Lockheed Martin to install new testing system for Navy
Upgrade will replace the current Consolidated Automated Support System built in the 1980s
- By David Hubler
- Mar 30, 2010
Lockheed Martin Corp. will design and install a new testing support system for the Navy under an $83 million contract.
Specifically, the defense contractor will design, develop, fabricate, integrate and test the Electronic Consolidated Automated Support System, known as eCASS.
The eCASS upgrade will replace the current Consolidated Automated Support System, or CASS, test equipment designed and built in the 1980s and fielded in the early 1990s, according to a Lockheed statement released today.
eCASS will enable fleet aircraft maintenance personnel to keep aircraft mission-ready at the most affordable life cycle cost.
Navy and Marine Corps personnel use test program sets to troubleshoot and repair assemblies at sea or ashore, allowing them to repair units and return equipment to readiness status quickly and efficiently, the statement explained.
Test program sets consist of hardware, diagnostic software, data and documentation capable of performing verification, alignment, adjustment, fault detection and isolation and interface adapters that connect with CASS.
eCASS, while compatible with the current CASS software, will also be able to run tests from new systems such as the F-35. It will have the ability to be “net-ready” in that it can tie into Navy networks and manage data and information, according to the Lockheed statement.

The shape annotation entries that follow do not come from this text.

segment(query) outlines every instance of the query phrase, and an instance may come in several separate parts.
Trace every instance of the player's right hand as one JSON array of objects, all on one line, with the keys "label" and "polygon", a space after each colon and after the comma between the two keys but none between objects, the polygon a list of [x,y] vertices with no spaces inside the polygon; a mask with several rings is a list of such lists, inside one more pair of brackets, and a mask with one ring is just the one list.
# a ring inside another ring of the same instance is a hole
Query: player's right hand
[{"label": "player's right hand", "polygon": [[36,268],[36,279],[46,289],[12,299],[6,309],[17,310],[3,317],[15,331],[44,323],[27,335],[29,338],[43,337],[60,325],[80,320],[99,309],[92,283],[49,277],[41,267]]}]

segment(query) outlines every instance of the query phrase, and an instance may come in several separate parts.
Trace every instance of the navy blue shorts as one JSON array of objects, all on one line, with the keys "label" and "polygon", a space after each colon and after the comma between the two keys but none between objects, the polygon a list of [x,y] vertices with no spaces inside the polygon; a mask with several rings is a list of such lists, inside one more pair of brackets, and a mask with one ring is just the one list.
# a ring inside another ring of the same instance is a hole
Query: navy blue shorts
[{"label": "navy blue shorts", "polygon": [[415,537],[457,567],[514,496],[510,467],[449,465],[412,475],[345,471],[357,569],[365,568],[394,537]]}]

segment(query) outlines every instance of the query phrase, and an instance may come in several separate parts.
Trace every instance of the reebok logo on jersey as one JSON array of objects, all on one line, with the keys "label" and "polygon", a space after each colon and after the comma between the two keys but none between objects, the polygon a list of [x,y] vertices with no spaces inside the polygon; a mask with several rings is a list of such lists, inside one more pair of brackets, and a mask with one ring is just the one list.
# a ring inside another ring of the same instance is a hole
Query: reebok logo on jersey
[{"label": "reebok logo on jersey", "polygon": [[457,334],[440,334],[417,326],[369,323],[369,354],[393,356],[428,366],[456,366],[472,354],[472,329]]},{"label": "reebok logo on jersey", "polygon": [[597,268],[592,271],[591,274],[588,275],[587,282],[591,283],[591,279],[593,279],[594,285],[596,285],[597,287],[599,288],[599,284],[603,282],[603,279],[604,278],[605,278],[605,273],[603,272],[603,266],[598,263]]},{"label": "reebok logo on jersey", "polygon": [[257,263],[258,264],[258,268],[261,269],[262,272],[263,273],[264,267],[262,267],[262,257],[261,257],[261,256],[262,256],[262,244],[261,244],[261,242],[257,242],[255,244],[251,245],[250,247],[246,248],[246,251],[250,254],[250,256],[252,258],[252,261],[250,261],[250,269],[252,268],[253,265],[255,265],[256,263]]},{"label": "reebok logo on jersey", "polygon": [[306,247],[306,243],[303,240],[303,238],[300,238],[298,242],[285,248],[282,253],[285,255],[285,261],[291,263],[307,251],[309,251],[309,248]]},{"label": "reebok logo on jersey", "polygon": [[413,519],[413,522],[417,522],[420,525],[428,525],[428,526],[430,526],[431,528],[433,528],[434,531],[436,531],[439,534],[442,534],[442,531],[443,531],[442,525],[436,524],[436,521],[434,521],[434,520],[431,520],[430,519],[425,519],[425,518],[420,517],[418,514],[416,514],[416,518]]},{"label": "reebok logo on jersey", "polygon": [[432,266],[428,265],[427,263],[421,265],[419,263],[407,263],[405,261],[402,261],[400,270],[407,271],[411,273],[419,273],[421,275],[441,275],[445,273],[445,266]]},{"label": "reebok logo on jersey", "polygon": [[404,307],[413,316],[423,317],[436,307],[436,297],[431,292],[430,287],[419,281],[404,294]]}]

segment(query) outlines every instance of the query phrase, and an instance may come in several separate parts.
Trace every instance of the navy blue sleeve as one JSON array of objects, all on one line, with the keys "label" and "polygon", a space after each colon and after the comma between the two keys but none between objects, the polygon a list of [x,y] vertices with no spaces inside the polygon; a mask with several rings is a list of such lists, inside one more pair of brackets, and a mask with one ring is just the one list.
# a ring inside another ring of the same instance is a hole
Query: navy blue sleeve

Lockheed Martin’s design and development contract also provides for the procurement of 14 engineering development models during the system design and development phase of the contract.
Lockheed Martin, of Bethesda, Md., ranks No. 1 on Washington Technology’s 2009 Top 100 list of the largest federal government prime contractors.
David Hubler is the former print managing editor for GCN and senior editor for Washington Technology. He is freelance writer living in Annandale, Va.